Hallucination guard - Beamdesk Docs

Three-layer protection

Hallucination guard runs three checks on every AI-generated draft before it reaches your customer: citation enforcement ensures claims are grounded in knowledge base, refund-policy quarantine blocks financial claims without verification, and KB faithfulness eval scores confidence against retrieved evidence.

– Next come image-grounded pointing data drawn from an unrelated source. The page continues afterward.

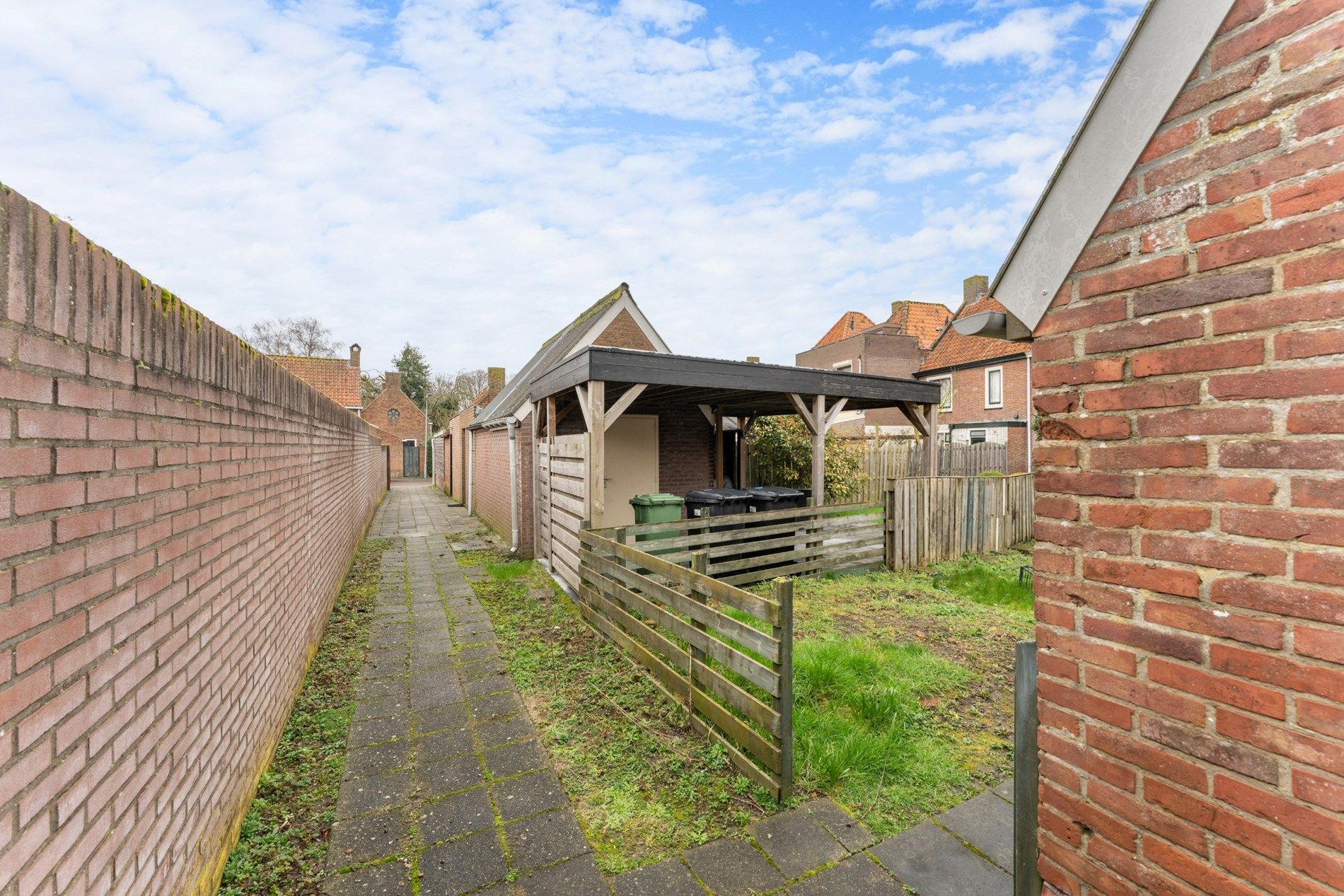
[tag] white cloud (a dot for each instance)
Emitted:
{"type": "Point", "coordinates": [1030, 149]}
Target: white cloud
{"type": "Point", "coordinates": [1031, 35]}
{"type": "Point", "coordinates": [479, 176]}
{"type": "Point", "coordinates": [845, 129]}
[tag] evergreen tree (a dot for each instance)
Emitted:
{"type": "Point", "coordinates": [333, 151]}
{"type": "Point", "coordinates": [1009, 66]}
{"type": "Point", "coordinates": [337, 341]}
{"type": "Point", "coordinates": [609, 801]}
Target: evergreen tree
{"type": "Point", "coordinates": [415, 370]}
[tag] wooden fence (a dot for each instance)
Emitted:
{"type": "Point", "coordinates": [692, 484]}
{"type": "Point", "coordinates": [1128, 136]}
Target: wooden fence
{"type": "Point", "coordinates": [753, 547]}
{"type": "Point", "coordinates": [734, 677]}
{"type": "Point", "coordinates": [900, 458]}
{"type": "Point", "coordinates": [942, 518]}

If any layer fails, the draft is blocked and escalated according to your persona's escalation path. Every guarded decision is logged to audit trail for review and improvement.

Citation enforcement

Requires every factual claim to be backed by a knowledge source with minimum confidence score.

Refund quarantine

Blocks drafts mentioning refunds, credits, or free months without explicit verification.

KB faithfulness

Scores draft confidence against retrieved knowledge, flags low-faithfulness responses.

Enable and configure

Hallucination guard is configured per persona. Enable each layer independently and set thresholds that match your risk tolerance. Default settings are conservative for production use.

Persona guardrail configuration:
Citation enforcement:
  enabled: true
  min_confidence: 0.8
  require_citations_for: ['feature_claim', 'pricing', 'availability', 'policy']

Refund quarantine:
  enabled: true
  keywords: ['refund', 'credit', 'free month', 'compensation', 'write-off']
  require_verification: true

KB faithfulness:
  enabled: true
  min_faithfulness: 0.7
  low_faithfulness_action: 'human_review'

require_citations_for specifies which claim types must have evidence. If AI makes a claim about pricing or a feature but provides no citations, the draft is blocked.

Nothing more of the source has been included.